Es ist aufregend zu sehen, wie aufwendig der Herstellungsprozess ist, wie skulptural es ist und welche bildhauerischen Fähigkeiten nötig sind.
Über die Präparation der Tibet-Antilope
Sie durften aus unseren circa hundert Objekten ein Lieblingsobjekt auswählen – was hat für die Tibet-Antilope gesprochen?
Dr. Petra Lange-Berndt:
Ich finde die Dia-Serie spannend, da die Dermoplastik gar nicht mehr da ist, sondern nur ein Teil des Schädels sowie Archivalien in der Sammlung vorhanden sind. Es ist ein etwas historischeres Objekt und das hat mich interessiert, weil mich die Präparationsgeschichte sehr umtreibt. Es ist aufregend zu sehen, wie aufwendig der Herstellungsprozess ist, wie skulptural es ist und welche bildhauerischen Fähigkeiten nötig sind. Die Handfertigkeit der Leute, die die Präparate herstellen, finde ich faszinierend.
Was fasziniert Sie an diesem Objekt?
Es ist spannend, dass das Tier zum einen ausstirbt und zum anderen gleichzeitig den institutionellen Zwängen entkommt – dadurch, dass die Präparate nie perfekt sind, man also sieht, dass es Artefakte sind und dass die Präparate mit der Zeit auch zerfallen.
Was verbindet Sie mit diesem Objekt?
In meiner Doktorarbeit ging es um Künstler und Künstlerinnen, die selber präparieren und alternative Präparate herstellen, die aber sehr nah an dem dran sind, was auch eine offizielle Institution präsentieren würde. Ein wichtiger Punkt war hierbei, dass es keine perfekte Präparationsmethode gibt: Das Material hat einen Widerstand und zerfällt, Nähte sind sichtbar, die Form bleibt nicht, Insekten kommen und fressen die Haut ab. Man kann das Tier einfach nicht eins zu eins aus der Wildnis in die Institution stellen.
Dieses Objekt passt also hundertprozentig zu meiner Dissertation.
Wenn Sie Ihr Lieblingsobjekt mit nach Hause nehmen dürften, wo und wie würden Sie es aufbewahren beziehungsweise präsentieren?

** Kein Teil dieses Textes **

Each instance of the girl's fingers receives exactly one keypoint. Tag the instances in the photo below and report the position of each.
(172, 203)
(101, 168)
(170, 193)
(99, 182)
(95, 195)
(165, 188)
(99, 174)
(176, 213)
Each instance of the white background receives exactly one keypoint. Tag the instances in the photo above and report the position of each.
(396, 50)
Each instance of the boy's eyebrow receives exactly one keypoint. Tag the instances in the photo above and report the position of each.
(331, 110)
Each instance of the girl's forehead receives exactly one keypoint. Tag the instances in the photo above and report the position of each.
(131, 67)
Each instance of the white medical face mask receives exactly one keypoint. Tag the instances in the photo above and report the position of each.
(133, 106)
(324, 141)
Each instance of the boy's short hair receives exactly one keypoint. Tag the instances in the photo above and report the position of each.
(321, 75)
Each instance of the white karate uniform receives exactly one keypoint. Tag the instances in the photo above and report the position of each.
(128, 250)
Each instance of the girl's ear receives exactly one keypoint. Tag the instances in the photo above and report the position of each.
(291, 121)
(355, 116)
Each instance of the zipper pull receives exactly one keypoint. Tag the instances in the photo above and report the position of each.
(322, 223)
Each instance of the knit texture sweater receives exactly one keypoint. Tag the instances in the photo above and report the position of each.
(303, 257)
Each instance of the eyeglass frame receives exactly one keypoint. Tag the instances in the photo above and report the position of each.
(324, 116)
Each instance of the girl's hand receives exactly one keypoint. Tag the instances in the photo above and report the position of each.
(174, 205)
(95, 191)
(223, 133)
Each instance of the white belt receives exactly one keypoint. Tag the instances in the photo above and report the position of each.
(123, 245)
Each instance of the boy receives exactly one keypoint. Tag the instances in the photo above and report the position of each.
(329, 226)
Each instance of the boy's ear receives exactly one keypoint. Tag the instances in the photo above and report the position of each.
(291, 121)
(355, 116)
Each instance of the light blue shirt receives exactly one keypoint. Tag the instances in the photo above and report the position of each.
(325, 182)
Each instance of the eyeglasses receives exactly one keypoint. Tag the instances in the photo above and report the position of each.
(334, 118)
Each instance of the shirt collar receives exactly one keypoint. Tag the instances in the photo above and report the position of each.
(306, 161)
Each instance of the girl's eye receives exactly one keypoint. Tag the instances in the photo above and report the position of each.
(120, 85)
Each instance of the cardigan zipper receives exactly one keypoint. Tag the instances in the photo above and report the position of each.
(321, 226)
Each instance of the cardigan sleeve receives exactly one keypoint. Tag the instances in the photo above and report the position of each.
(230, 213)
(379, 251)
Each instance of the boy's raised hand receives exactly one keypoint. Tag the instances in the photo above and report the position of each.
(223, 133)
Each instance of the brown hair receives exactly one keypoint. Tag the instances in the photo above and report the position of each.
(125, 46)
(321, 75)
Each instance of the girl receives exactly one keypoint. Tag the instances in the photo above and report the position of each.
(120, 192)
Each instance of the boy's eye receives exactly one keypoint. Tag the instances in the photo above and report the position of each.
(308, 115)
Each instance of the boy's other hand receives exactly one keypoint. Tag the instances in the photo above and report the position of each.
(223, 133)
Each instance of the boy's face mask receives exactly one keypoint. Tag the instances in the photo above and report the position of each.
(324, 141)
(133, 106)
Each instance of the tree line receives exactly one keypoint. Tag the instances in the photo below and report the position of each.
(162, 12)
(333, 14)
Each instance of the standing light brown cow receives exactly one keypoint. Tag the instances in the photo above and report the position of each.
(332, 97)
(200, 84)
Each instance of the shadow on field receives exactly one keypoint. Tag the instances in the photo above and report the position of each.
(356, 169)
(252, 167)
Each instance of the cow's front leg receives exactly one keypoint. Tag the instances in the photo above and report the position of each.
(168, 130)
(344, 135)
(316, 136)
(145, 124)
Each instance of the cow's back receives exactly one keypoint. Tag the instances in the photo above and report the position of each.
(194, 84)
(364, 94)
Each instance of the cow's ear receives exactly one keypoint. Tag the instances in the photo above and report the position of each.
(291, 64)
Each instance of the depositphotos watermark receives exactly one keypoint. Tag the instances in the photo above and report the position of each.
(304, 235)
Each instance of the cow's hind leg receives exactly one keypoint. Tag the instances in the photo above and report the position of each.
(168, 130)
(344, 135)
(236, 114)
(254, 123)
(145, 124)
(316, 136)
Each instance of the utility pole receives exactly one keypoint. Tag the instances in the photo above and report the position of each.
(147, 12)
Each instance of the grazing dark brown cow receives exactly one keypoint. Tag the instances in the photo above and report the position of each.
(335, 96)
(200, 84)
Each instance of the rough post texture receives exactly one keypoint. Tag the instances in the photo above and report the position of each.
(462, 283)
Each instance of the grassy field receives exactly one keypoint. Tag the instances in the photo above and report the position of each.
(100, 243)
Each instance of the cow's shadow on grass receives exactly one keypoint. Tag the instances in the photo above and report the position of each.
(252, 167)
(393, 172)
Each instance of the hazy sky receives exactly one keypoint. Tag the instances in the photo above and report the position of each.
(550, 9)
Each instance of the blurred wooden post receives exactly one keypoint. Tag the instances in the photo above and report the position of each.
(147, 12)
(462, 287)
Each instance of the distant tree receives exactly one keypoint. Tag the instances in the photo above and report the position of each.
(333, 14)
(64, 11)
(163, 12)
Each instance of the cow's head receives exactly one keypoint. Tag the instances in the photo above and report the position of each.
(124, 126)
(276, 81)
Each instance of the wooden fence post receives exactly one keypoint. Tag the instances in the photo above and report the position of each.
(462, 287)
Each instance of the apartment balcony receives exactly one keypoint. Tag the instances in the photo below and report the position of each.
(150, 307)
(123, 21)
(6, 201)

Ich würde die Glas-Dias als Screensaver für meinen Computer nutzen.
Welche Bedeutung hat das Objekt Ihrer Meinung nach für die Menschheit?
Die Tibetantilope ist ein tolles Objekt, um zu zeigen, dass auch heute noch Tiere (fast) bis zum Aussterben bejagt werden – nur wegen etwas so Banalem wie ihrem Fell, das man auch synthetisch herstellen könnte. Sie zeigt, dass wir uns mehr Gedanken über Artenschutz, Artensterben und ökologische Zusammenhänge machen sollten.
Studium der Kunstgeschichte, Geschichte und Medienkultur in Hamburg und Wien. 2005 Promotion zu Animal Art: Präparierte Tiere in der Kunst, 1850–2000 an der Universität Hamburg (Stipendiatin der Gerda Henkel Stiftung). 2007–2015 Lecturer/Reader am Department of History of Art, University College London. Seit 2015 Professorin für moderne und zeitgenössische Kunst, Kunstgeschichtliches Seminar, Universität Hamburg, sowie Leiterin der Aktiven Archive DDR und Material.